Michal, un perro callejero desaliñado con un corazón lleno de esperanza, vagaba por las calles de la bulliciosa ciudad. Había sido un perro callejero desde que tenía memoria y buscaba refugio bajo puentes o en edificios abandonados. Hoy era su cumpleaños, un día que solía pasar soñando con un hogar cálido y una familia amorosa. Pero este año se sentía particularmente solo.
Michal pasó el día vagando sin rumbo, con la cola gacha. Esperaba que algún amable extraño le ofreciera una palmadita en la cabeza o un trozo de comida, pero la ciudad parecía indiferente a su situación. Vio a la gente pasar apresurada, con la mirada fija en sus teléfonos, ajena a su presencia.
Cuando el sol empezó a ponerse, Michal se encontró en un pequeño parque. Se acurrucó en un rincón resguardado, su cuerpo temblaba ligeramente por el frío. Cerró los ojos y trató de imaginar una vida diferente a la suya. Una vida llena de amor, risas y celebraciones de cumpleaños. Pero la imagen se desvaneció rápidamente, reemplazada por la dura realidad de su existencia.
Justo cuando Michal estaba a punto de perder la esperanza, escuchó un sonido débil. Aguzó el oído y escuchó con atención. El sonido se hizo más fuerte y pronto vio a una niña pequeña que se acercaba. Llevaba una bolsa de golosinas y un juguete.
—Hola —dijo la niña, arrodillándose para acariciar a Michal—. ¿Tienes hambre?
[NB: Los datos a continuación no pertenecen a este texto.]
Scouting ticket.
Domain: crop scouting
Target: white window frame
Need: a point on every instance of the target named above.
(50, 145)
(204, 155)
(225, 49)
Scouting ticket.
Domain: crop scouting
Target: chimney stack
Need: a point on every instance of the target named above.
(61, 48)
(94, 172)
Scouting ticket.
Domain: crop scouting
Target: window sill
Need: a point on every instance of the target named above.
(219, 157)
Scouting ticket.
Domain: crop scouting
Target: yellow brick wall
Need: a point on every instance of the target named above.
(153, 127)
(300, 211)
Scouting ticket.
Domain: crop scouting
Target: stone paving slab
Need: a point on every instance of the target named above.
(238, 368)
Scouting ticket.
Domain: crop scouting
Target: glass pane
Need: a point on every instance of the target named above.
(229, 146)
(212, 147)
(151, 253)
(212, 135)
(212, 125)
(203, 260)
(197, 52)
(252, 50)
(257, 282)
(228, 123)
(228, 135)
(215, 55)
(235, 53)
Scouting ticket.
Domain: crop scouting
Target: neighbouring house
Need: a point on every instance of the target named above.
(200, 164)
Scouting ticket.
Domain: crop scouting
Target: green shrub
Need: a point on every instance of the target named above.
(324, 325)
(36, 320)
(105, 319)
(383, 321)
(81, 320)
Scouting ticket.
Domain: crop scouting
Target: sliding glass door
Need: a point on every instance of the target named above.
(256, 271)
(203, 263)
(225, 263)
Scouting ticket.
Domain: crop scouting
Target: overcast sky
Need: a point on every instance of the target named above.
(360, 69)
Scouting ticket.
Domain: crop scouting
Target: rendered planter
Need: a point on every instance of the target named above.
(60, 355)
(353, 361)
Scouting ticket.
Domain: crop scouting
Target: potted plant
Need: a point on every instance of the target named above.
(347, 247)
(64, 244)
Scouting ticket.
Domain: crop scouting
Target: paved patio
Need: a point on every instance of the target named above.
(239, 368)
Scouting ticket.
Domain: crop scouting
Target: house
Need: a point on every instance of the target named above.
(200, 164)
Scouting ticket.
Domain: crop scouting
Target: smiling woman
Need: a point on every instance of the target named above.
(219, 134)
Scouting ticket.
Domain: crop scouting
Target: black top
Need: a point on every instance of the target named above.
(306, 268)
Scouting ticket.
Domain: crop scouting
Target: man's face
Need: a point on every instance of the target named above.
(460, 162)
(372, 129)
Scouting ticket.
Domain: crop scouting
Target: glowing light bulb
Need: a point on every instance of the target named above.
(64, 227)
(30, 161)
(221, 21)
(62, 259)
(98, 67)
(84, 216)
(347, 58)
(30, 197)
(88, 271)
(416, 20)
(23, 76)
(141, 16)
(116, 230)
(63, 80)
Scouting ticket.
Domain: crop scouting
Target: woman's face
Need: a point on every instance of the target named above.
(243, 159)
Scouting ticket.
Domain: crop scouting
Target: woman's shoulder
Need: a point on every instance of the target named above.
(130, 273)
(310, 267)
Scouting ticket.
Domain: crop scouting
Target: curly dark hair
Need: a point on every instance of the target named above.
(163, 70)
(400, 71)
El corazón de Michal se llenó de gratitud. Hacía mucho tiempo que ningún humano lo tocaba. La niña le dio un premio y jugó con él un rato. Mientras estaban sentados juntos en el parque, Michal se dio cuenta de que, aunque era un perro callejero, no estaba completamente solo. Todavía había gente amable en el mundo que se preocupaba por animales como él.